The next year, 1953, she joined Pierre’s ambitious expedition to Nun (23,409 ft) in the Zanskar Himalaya. When the team arrived in Kashmir that July, Pierre told a Reuters reporter that Kogan “is worth every ounce of a man mountaineer and is probably the best climber in France.”
After reaching more than 26,000 feet on Cho Oyu in 1954, Kogan was hailed as "the highest woman in the world."
Kogan returned his confidence with hard labor and brilliant determination, first by fixing ropes and chopping steps into the steep black ice between camps and then, after an avalanche left Pierre and two other climbers injured, leading the way to the summit. Roped with Swiss missionary Pierre Vittoz, Kogan found a way across drifts so deep her crampons could not find purchase, and around “panes of ice scattered like thin glass,” Katie Ives wrote in an evocative Alpinist essay.
As the lightest climber, Kogan had volunteered to go first, reasoning that if she were to fall with one of the precarious wind slabs, Vittoz would at least have a chance of catching her. The first ascent was a tour-de-force by anyone’s reckoning, but coverage focused more on Kogan’s gender than her steady work at the front of the rope.

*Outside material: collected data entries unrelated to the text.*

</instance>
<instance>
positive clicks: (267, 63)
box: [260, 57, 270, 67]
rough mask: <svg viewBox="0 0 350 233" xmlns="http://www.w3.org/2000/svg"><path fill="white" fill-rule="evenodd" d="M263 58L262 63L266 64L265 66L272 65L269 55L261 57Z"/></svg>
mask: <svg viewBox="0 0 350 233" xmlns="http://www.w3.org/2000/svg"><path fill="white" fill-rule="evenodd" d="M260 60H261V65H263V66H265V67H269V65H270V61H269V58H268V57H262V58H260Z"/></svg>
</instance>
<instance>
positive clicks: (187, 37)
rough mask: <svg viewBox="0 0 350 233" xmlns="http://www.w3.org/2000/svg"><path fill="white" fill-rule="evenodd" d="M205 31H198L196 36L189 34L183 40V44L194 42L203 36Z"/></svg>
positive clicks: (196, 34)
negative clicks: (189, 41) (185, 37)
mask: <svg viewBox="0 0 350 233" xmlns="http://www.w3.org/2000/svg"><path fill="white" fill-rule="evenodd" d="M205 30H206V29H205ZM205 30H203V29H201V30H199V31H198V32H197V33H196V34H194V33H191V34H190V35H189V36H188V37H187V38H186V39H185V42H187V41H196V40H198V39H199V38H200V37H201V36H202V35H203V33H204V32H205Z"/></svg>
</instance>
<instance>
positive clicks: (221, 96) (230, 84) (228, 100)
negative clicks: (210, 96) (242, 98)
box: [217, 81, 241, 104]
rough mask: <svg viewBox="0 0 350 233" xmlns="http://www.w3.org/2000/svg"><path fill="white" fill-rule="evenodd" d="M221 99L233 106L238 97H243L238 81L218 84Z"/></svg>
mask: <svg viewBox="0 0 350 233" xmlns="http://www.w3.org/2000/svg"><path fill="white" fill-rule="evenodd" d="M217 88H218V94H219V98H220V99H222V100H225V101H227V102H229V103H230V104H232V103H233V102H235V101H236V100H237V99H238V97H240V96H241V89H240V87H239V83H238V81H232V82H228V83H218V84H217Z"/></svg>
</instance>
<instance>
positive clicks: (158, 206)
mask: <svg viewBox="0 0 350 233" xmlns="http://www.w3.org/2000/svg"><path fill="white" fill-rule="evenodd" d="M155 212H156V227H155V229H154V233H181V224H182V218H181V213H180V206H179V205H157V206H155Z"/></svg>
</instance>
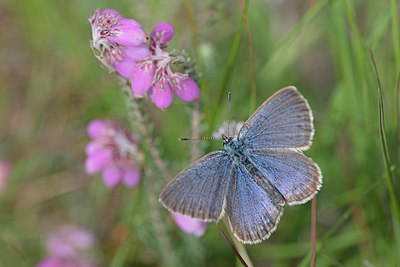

Kogan soon set her sights on a loftier prize, attempting Cho Oyu with Lambert’s 1954 Swiss expedition. Six of the party reached Camp IV, but only Kogan and Lambert had the appetite to climb higher in the wind and bitter cold. “Our companions were no longer putting up a fight; they could hardly struggle against the cold and were letting death creep upon them without striking a blow to defend themselves,” Lambert wrote. Kogan showed no such tendency, and soon after conditions forced their retreat she began plotting her return, this time with a team of strong-minded women.
Though she and Lambert stopped short of the summit, Kogan had climbed higher than any woman in history. On her return to France she was feted as “the highest woman in the world,” and featured in newspapers and magazines such as Elle. Financial backing for her women’s Cho Oyu expedition came from the popular magazine Paris-Match. With it she built a powerful team, including Eileen Healey, Dorothea Gravina, Margaret Darvall, Loulou Boulaz, Claudine van der Stratten, Jeanne Franco, Collette le Bret and Micheline Rambaud. In Kashmir they were joined by Pem Pem, Nima and Douma, two daughters and a niece of Tenzing Norgay.
Though billed as the first all-female Himalayan expedition, the team employed 11 male Sherpa climbers, notably Mingma Gyalgen and Ang Temba, who helped forge a new line up a face they called Gyalgen Peak. By the end of September they’d established Camp IV, where Kogan waited for good weather with van der Stratten and Ang Norbu. In her journal she wrote, To pursue, always higher, toward the summit. Fate is thus made.
The very next day an avalanche swept over their top camp, killing all three mountaineers. The slide brought a tragic end to the most ambitious mountaineering venture then undertaken by a female team, and to the life of one of France's most striking and accomplished alpinists.